The deputy then had the driver accompany him to the rear of the vehicle 
and at that point explained the warning citation to him. Once the deputy 
returned the identification cards to the driver and passenger, he asked 
the driver if he had any further questions regarding the citation, and 
the driver indicated he did not. A few seconds later, the deputy asked 
whether there was anything illegal in the vehicle. The driver responded 
there was nothing illegal, and the deputy asked if he could search the 
vehicle. The driver granted permission. The deputy found a semiautomatic 
handgun under the front passenger seat and cocaine under the hood. The 
driver and the passenger were arrested.
The parties agreed that the initial stop of the vehicle was legal and 
that the traffic stop had concluded before the deputy made the request 
to search the vehicle. Therefore, the narrow issue before the court of 
appeals was whether, at the time the driver consented to the vehicle 
search, he was considered to be "seized" for purposes of the Fourth 
Amendment. In a decision authored by Judge Nettesheim, the court of 
appeals concluded that he was.
The court looked to the decision in State v. Williams, 2002 
WI 94, 255 Wis. 2d 1, 646 N.W.2d 834, for guidance in resolving the 
issue in this case. Williams involved similar facts, except 
that the officer, after returning the driver's license to Williams, told 
him that "we'll let you get on your way then okay," shook hands with 
him, and exchanged common parting pleasantries. Only then did the 
officer ask Williams for consent to search. The Williams court 
concluded that "the officer's words and actions, considered as a whole, 
communicated permission to leave, as the traffic stop was over. The 
officer did nothing, verbally or physically, to compel Williams to stay. 

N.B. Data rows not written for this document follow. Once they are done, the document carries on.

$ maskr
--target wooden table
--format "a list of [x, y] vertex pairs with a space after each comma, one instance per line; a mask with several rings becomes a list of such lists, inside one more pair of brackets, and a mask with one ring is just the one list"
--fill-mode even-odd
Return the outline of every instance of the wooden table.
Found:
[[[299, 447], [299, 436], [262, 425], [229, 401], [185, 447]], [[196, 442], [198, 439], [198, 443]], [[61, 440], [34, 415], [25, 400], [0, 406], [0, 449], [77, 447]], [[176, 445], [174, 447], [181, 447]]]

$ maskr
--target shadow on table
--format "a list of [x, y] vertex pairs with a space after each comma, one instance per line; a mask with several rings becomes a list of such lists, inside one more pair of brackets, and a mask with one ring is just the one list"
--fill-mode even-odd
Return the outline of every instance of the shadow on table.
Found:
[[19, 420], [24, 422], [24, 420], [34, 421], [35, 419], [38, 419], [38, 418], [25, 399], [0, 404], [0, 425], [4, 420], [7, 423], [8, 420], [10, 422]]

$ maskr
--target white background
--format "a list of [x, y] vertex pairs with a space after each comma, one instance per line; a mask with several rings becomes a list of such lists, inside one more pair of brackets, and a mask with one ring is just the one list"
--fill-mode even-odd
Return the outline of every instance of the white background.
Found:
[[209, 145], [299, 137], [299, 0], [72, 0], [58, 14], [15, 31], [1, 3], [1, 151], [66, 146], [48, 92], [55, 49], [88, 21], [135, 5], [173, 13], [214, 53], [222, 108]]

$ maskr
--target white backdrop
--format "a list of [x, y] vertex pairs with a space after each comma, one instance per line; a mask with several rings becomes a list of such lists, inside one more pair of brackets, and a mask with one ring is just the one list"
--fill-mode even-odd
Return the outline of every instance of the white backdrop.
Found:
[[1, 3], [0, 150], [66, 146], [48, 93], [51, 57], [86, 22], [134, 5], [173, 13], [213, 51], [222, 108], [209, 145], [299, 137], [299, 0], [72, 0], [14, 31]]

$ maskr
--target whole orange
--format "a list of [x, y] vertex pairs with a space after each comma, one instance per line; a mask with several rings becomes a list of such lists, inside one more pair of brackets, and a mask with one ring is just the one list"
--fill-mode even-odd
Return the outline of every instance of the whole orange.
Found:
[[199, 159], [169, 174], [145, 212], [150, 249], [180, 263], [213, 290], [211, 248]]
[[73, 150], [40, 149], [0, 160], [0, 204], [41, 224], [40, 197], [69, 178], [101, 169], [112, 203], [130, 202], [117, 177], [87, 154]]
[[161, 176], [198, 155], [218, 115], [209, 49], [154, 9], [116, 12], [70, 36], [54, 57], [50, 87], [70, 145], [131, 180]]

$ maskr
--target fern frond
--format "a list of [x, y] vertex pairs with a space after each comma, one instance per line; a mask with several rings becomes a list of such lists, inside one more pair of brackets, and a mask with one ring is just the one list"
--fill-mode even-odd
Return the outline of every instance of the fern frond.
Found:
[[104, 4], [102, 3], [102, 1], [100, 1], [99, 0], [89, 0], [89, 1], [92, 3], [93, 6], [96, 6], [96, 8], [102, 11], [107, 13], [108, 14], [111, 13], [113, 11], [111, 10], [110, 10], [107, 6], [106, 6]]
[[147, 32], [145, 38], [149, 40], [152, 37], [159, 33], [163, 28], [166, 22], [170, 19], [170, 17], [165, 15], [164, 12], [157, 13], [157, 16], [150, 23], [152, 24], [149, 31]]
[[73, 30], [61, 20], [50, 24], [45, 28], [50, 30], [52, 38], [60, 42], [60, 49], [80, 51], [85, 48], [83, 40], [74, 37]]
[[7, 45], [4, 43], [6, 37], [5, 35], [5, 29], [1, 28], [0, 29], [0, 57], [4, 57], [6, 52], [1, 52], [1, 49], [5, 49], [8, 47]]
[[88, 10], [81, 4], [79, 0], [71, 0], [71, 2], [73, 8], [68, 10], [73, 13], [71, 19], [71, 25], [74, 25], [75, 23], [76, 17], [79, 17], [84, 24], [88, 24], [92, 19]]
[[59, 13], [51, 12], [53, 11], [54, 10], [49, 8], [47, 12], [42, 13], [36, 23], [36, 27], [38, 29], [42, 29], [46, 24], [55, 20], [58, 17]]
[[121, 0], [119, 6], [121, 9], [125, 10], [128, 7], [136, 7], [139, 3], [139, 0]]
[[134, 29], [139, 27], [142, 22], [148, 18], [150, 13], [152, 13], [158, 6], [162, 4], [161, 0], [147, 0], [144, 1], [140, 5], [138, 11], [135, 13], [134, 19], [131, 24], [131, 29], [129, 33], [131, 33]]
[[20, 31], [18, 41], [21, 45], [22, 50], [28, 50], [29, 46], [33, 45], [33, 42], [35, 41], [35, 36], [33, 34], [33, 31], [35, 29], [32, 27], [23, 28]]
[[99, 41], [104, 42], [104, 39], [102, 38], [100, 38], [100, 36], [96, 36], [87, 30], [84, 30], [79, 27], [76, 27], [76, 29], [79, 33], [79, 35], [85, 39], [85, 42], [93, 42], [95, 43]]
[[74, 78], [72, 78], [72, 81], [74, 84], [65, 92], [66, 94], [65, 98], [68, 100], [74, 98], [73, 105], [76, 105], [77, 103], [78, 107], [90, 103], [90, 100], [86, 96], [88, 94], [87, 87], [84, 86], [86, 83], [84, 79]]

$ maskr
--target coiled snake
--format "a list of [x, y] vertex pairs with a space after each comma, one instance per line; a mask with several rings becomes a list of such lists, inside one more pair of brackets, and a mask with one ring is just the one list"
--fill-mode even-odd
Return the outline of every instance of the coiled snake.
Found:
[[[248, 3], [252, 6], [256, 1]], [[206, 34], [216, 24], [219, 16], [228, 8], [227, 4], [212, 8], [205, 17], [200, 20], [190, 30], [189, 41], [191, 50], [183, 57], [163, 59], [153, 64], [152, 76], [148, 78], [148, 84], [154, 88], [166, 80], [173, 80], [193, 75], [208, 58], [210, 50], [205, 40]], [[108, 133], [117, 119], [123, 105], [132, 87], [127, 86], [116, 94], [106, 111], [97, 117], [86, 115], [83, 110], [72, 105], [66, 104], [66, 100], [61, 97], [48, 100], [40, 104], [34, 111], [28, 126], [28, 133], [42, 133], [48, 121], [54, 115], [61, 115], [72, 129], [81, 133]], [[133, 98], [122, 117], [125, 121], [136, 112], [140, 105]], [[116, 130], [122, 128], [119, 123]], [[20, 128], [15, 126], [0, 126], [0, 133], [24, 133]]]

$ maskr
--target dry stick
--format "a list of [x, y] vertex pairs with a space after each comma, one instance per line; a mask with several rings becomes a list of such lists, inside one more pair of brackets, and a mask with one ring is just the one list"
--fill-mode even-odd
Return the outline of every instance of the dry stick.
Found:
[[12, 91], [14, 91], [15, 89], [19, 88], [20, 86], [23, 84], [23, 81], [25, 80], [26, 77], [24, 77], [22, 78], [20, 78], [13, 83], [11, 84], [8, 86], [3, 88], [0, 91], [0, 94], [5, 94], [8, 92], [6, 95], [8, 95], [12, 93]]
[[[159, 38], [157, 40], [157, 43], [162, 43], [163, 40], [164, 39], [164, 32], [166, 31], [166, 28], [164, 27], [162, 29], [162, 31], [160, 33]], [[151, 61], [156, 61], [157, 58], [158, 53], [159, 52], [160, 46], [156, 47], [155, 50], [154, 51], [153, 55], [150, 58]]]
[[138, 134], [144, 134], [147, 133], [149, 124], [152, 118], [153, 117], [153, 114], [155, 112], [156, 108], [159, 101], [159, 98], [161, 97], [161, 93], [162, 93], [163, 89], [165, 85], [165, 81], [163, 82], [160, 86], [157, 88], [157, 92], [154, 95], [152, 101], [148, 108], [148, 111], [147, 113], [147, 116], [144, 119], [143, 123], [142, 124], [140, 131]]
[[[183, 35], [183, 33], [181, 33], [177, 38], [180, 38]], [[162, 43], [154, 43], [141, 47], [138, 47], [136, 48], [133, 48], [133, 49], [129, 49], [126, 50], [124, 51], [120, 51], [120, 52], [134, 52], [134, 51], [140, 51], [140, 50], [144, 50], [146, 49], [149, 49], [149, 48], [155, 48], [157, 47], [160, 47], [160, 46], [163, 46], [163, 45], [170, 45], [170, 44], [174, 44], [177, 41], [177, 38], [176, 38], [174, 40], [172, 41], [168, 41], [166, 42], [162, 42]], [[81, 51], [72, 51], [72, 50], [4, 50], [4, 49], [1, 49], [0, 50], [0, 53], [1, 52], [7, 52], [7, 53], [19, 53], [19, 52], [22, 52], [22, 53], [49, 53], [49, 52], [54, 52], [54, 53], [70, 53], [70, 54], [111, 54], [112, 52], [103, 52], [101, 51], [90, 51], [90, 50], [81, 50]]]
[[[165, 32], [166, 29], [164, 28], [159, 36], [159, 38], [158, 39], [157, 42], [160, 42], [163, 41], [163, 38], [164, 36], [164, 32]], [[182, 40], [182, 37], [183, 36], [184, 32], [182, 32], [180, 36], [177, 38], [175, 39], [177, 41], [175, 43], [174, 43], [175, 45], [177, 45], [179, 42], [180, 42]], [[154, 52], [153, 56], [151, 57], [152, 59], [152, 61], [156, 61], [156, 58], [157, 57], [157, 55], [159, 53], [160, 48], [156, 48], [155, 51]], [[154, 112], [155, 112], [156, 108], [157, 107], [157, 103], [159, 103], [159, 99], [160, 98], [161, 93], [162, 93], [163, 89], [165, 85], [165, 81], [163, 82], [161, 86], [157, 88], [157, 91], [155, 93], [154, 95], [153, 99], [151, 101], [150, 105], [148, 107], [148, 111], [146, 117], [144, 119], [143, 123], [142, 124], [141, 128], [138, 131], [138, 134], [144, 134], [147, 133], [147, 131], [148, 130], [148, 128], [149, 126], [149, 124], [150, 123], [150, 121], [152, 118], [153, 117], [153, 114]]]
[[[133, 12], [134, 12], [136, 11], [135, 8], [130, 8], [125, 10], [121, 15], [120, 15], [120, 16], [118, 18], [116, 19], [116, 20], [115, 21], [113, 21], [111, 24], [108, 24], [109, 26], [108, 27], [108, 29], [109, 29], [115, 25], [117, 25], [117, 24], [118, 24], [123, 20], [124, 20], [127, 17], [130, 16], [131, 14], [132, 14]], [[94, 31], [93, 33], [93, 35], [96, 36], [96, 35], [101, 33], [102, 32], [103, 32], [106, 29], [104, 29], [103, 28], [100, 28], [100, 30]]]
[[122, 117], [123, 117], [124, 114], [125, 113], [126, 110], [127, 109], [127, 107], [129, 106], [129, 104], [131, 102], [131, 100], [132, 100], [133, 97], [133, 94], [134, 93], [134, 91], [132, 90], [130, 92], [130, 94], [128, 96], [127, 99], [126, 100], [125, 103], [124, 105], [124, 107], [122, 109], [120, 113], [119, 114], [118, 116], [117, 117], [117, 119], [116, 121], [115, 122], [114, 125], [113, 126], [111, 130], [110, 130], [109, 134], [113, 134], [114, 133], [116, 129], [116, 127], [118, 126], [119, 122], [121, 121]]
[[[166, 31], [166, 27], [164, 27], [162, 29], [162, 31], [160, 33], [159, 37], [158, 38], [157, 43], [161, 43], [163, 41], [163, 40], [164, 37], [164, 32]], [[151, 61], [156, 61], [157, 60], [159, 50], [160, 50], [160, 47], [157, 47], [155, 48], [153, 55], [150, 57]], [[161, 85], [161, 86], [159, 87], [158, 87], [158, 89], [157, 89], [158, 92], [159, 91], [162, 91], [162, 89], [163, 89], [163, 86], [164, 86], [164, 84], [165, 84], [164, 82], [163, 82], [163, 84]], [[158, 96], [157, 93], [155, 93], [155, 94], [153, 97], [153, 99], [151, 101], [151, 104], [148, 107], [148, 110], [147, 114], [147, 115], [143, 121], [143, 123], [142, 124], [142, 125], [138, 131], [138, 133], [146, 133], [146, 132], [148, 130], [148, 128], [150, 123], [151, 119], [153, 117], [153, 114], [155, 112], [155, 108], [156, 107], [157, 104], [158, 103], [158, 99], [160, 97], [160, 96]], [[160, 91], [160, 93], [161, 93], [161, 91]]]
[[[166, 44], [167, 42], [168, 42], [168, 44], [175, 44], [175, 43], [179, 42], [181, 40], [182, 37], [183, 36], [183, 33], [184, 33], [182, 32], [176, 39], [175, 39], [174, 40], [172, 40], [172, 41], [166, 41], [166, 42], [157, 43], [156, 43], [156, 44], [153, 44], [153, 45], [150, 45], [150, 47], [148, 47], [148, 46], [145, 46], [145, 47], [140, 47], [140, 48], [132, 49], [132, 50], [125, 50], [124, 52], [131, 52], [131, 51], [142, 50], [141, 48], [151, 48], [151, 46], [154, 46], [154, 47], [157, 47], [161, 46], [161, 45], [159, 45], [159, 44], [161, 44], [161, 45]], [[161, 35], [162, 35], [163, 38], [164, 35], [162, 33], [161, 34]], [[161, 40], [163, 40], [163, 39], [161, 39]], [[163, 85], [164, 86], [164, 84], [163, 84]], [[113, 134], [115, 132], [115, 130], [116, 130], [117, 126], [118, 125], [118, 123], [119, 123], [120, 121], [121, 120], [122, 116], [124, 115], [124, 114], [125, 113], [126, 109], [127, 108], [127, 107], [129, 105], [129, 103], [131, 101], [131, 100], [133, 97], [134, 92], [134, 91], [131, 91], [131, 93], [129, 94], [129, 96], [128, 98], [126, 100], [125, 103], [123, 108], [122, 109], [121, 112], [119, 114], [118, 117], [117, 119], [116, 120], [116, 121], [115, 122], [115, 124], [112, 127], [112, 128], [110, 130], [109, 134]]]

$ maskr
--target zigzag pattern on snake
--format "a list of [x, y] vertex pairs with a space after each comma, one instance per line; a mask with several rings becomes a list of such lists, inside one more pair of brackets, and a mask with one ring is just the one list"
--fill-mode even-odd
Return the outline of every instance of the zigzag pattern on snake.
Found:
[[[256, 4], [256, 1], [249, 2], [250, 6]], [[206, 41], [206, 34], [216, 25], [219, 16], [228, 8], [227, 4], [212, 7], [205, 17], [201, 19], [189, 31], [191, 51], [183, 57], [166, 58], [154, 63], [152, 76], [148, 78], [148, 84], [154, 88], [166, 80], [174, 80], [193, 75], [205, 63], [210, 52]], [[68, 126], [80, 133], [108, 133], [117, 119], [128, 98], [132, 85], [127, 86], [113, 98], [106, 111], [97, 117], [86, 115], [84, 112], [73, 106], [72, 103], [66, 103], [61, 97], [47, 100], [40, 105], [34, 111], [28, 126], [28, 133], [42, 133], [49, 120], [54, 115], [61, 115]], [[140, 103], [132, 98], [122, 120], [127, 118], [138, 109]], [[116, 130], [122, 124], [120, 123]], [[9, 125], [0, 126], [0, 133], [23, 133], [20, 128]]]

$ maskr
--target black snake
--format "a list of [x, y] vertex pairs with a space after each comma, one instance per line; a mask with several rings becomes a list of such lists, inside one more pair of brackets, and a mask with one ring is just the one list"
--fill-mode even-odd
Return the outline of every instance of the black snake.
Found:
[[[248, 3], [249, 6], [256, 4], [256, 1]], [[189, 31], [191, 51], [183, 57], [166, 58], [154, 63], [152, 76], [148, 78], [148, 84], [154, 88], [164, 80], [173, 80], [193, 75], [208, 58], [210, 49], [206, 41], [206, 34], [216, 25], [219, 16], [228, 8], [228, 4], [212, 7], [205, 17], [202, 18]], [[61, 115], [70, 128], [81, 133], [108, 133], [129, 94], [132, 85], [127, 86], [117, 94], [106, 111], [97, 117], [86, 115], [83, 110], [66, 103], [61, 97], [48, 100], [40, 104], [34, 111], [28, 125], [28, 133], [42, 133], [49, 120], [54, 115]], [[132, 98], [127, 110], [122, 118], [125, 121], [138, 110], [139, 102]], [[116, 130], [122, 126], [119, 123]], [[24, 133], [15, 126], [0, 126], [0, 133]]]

That Williams stayed, and answered the questions, and gave consent to 
search, is not constitutionally suspect, and does not give rise to an 
inference that he must have been compelled to do so" (Williams, 
2002 WI 94, ¶ 29, 255 Wis. 2d 1).
In this case the court of appeals saw an important factual 
difference. The officer never advised the driver that he was free to 
leave, nor did he engage in any physical exchange with the driver, such 
as a handshake or other gesture, that conveyed the idea that the driver 
was free to leave. The Williams court saw such facts as 
significant. In this case the court indicated that it was reading 
Williams "to require some verbal or physical demonstration by 
the officer, or some other equivalent facts, which clearly conveyed to 
the person that the traffic matter is concluded and that the person 
should be on his or her way. Absent that, it is a legal fiction to 
conclude that a reasonable person would deduce, infer or believe that he 
or she is free to depart the scene" (¶ 17).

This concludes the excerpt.